Canadese fijnstraal

een soort met weinig bewonderaars


redactie - Wilma van Oss


(Conyza canadensis voorheen Erigeron canadensis)

 

Naamgeving

Canadese fijnstraal is een voorbeeld van een soort waar de geleerden die hierover gaan, hebben besloten dat deze soort in het verleden bij het verkeerde geslacht is ingedeeld, dus kreeg de soort een nieuwe geslachtsnaam.

Voor de (amateur) botanicus die ‘bij de tijd wil blijven’ zijn de werkzaamheden van deze wijzen onhandig. Hij zal steeds de nieuwste druk van de door de wetenschappers gebruikte flora moeten aanschaffen. En deze standaardwerken zijn meestal prijzig.

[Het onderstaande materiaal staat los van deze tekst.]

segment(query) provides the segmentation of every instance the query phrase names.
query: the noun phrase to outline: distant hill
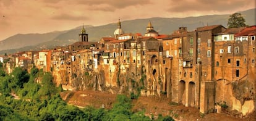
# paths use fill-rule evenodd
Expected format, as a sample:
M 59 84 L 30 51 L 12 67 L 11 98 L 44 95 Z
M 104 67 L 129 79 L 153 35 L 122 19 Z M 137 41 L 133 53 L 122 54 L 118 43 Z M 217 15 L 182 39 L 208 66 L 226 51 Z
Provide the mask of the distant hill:
M 54 40 L 63 31 L 54 31 L 47 33 L 17 34 L 0 41 L 0 50 L 20 48 L 32 46 Z
M 246 20 L 247 25 L 256 25 L 255 11 L 256 9 L 253 9 L 237 12 L 242 14 Z M 193 31 L 197 27 L 207 25 L 222 25 L 226 27 L 229 15 L 211 15 L 186 18 L 154 17 L 121 21 L 121 23 L 122 28 L 125 33 L 140 33 L 143 35 L 146 32 L 147 25 L 150 20 L 154 29 L 160 34 L 171 34 L 182 26 L 186 27 L 189 31 Z M 97 41 L 103 36 L 113 36 L 117 26 L 116 23 L 114 23 L 97 27 L 86 25 L 85 27 L 87 33 L 88 34 L 88 41 Z M 51 48 L 53 46 L 68 45 L 77 41 L 81 28 L 82 26 L 80 26 L 63 31 L 44 34 L 15 35 L 0 41 L 1 47 L 0 51 L 0 51 L 0 54 L 9 54 L 22 50 L 35 50 L 36 48 L 38 49 L 42 48 Z

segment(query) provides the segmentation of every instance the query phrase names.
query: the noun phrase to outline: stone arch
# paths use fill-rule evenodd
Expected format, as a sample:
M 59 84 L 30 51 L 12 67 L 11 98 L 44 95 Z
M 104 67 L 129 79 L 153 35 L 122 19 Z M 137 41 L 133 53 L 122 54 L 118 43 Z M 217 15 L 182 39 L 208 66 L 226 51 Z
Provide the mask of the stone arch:
M 153 75 L 155 75 L 155 74 L 156 73 L 156 69 L 153 70 L 152 74 L 153 74 Z
M 179 82 L 179 103 L 185 102 L 185 81 L 181 80 Z
M 189 106 L 194 107 L 195 105 L 195 84 L 193 81 L 189 83 Z
M 157 56 L 156 55 L 153 55 L 151 57 L 151 64 L 156 64 L 157 63 Z
M 172 88 L 172 83 L 171 80 L 171 70 L 168 68 L 165 68 L 165 80 L 163 83 L 163 90 L 164 91 L 166 92 L 167 98 L 171 97 L 171 88 Z

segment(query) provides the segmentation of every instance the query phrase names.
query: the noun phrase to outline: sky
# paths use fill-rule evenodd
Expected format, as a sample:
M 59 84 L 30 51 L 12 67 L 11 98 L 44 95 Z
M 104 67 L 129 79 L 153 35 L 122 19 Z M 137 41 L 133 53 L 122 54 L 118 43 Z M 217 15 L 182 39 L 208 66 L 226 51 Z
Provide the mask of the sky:
M 0 0 L 0 41 L 17 33 L 44 33 L 151 17 L 232 14 L 255 0 Z

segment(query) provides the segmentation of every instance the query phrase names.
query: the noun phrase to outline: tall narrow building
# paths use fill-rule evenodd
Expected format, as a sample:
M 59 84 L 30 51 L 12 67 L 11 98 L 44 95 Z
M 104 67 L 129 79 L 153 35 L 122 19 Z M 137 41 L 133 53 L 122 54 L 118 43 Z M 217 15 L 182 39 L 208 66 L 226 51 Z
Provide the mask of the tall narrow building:
M 155 37 L 158 36 L 158 32 L 155 31 L 154 27 L 152 26 L 151 23 L 151 21 L 150 20 L 148 26 L 147 27 L 147 33 L 145 33 L 145 36 L 152 36 Z
M 124 33 L 124 31 L 122 30 L 120 19 L 118 19 L 117 26 L 118 28 L 114 32 L 114 37 L 116 40 L 117 40 L 118 36 L 122 35 Z
M 88 34 L 86 33 L 86 31 L 83 27 L 83 28 L 81 30 L 81 32 L 79 34 L 79 41 L 88 42 Z

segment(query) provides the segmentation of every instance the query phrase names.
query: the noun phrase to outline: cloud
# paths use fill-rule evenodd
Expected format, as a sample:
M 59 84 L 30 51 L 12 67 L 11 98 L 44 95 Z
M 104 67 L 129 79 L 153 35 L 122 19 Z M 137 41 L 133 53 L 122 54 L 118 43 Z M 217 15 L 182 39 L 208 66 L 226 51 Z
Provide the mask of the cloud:
M 75 4 L 88 6 L 88 9 L 102 11 L 114 11 L 119 9 L 125 9 L 130 6 L 145 6 L 151 4 L 148 0 L 127 0 L 127 1 L 116 1 L 116 0 L 78 0 L 73 1 Z
M 186 12 L 188 11 L 225 12 L 252 6 L 251 0 L 179 0 L 173 1 L 168 11 Z M 252 5 L 254 6 L 254 5 Z
M 84 20 L 88 19 L 85 15 L 73 15 L 67 14 L 62 14 L 59 15 L 54 16 L 51 17 L 54 20 Z
M 14 2 L 15 2 L 14 0 L 0 0 L 0 7 L 2 8 L 2 7 L 11 6 Z

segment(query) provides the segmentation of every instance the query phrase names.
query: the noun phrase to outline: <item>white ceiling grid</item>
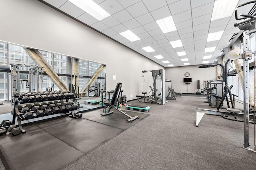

Fijnstraal verwijst naar de smalle lintbloemen. Canadese verwijst naar het oorspronkelijke verspreidingsgebied. 

Groeiplaats

 

Het is een echte pioniersoort voor niet te voedselrijke standplaatsen. Je vindt de soort dan ook tussen straatstenen/terrastegels, in bermen, op braakliggende grond, op oude muren en in tuinen.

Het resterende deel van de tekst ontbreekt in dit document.